Speaking at a conference of the Federation of German Industries (BDI) in Berlin, Draghi described the ECB’s plan, unveiled earlier this month, to buy the sovereign bonds of stricken euro members as a “bridge” rather than a solution to the three-year old crisis haunting the currency bloc.
And he cautioned euro zone leaders against complacency, saying they must seize on the improved sentiment generated by the ECB to press ahead with reforms and closer integration.
“The current improvement in sentiment does not mean everything is solved,” Draghi said in his first major policy speech in Germany since his plan, dubbed “Outright Monetary Transactions” unleashed a storm of criticism here.
“The ECB’s action can only be the bridge to the future. The project must be completed through decisive actions by governments both individually and colllectively.”
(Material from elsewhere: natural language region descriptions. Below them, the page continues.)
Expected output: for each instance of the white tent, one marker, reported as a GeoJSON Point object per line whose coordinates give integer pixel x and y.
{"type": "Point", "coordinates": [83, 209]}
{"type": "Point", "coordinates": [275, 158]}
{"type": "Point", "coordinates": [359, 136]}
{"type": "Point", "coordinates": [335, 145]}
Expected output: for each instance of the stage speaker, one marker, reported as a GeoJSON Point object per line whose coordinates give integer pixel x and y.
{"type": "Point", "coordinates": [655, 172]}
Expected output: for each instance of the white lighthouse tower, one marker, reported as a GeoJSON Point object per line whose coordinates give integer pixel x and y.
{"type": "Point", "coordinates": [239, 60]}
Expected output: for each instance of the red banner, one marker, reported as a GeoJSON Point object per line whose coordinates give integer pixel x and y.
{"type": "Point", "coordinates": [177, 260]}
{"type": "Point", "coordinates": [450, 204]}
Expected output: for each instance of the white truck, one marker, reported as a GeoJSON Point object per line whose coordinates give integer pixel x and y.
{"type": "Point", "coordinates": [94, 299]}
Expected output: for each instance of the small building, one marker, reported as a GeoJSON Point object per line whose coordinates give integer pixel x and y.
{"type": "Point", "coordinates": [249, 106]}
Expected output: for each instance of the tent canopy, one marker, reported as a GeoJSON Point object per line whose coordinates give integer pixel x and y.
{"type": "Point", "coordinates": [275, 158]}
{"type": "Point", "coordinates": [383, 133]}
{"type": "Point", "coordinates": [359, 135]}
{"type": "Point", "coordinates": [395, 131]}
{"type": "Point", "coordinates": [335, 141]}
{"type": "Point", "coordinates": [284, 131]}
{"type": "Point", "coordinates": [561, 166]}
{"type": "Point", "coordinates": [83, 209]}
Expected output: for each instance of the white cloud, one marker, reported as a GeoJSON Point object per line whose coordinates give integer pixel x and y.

Draghi’s bond-buying plan was opposed by the influential German Bundesbank, whose chief Jens Weidmann has suggested Draghi’s steps represent a violation of the ECB’s mandate for ensuring price stability.
The Italian ECB chief said he had “enormous respect” for the Bundesbank and made clear that he and his colleagues on the ECB’s policy-making Governing Council shared many of its concerns. Where they differed, he said, was in how to respond.
“In the current circumstances, the greatest risk to stability is not action, it’s inaction, this is why the ECB has acted,” Draghi said.
Draghi rejected Weidmann’s contention that the bond-buying programme amounts to financing of governments, saying the euro area had experienced a “very severe fragmentation” in recent months, characterised by diverging borrowing costs that reflected “unfounded” fears of a euro zone breakup.
“The ECB’s Governing Council therefore faced a choice: to accept this situation and allow the singleness of its monetary policy to be undermined; or to take actions within its mandate to restore the normal transmission of monetary policy across all parts of the euro area. We decided in favour of the latter.”